Gaster's Exempla (1924), No. 240, preserves a story that the Talmud tells at length in Makkot 24b. Rabbi Akiva was traveling with colleagues when they came within sight of Rome. The city gleamed — marble, fountains, Roman glory built on Jewish blood. The other rabbis wept. Akiva laughed.

Later, the same group climbed up to the Temple Mount in Jerusalem, now a field of ruins. They saw a fox slip out of the rubble where the Holy of Holies had stood. The rabbis tore their garments and burst into tears. Akiva laughed again.

His colleagues turned on him. "Akiva, how can you laugh? The fox is walking out of the place the High Priest entered only once a year. Romans are feasting in the courts where the Temple stood."

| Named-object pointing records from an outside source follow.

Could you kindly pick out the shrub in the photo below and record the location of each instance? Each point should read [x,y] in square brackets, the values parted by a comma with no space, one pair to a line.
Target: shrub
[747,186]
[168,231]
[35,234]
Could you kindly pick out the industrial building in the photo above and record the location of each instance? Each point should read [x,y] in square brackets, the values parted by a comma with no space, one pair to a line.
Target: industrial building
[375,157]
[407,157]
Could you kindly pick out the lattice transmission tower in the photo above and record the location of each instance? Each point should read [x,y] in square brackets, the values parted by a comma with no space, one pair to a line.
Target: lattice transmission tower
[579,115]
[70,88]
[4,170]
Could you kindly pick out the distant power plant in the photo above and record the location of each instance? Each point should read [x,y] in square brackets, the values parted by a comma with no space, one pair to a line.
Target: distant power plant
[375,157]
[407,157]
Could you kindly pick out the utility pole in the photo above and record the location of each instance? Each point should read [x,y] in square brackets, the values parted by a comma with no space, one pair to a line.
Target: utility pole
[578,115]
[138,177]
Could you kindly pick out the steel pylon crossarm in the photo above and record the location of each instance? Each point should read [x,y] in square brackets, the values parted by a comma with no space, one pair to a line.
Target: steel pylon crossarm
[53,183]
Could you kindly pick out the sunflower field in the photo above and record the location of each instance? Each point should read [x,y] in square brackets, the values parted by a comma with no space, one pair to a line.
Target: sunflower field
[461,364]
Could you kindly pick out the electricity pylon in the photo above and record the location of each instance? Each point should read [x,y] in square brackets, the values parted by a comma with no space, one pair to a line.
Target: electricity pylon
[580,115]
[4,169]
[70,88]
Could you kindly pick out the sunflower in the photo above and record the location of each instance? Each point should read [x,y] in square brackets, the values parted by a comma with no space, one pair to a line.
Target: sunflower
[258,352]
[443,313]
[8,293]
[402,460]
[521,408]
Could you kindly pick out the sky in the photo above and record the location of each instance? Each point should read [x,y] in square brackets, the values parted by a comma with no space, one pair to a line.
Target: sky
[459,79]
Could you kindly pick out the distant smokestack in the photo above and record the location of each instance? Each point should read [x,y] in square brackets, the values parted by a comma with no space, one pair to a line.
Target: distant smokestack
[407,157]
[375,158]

Akiva explained. "The prophets wrote two kinds of prophecy — disaster and consolation. Uriah prophesied ruin: Zion shall be plowed like a field, Jerusalem shall become heaps (Micah 3:12, quoted by Uriah). Zechariah prophesied comfort: Old men and old women shall yet sit in the streets of Jerusalem. And the streets of the city shall be full of boys and girls playing (Zechariah 8:4–5)."

"I was afraid," Akiva said, "that if Uriah's prophecy did not come true, Zechariah's would not either. Now that I have seen Uriah's words fulfilled — foxes in the ruins, Romans in triumph — I know Zechariah's will also come. If I could not laugh when the first prophecy came true, how could I ever trust the second?"

His colleagues answered him in a single line: "Akiva, you have comforted us. Akiva, you have comforted us." Ruin can be a receipt. Every destroyed verse is a deposit on the verse still waiting to come true.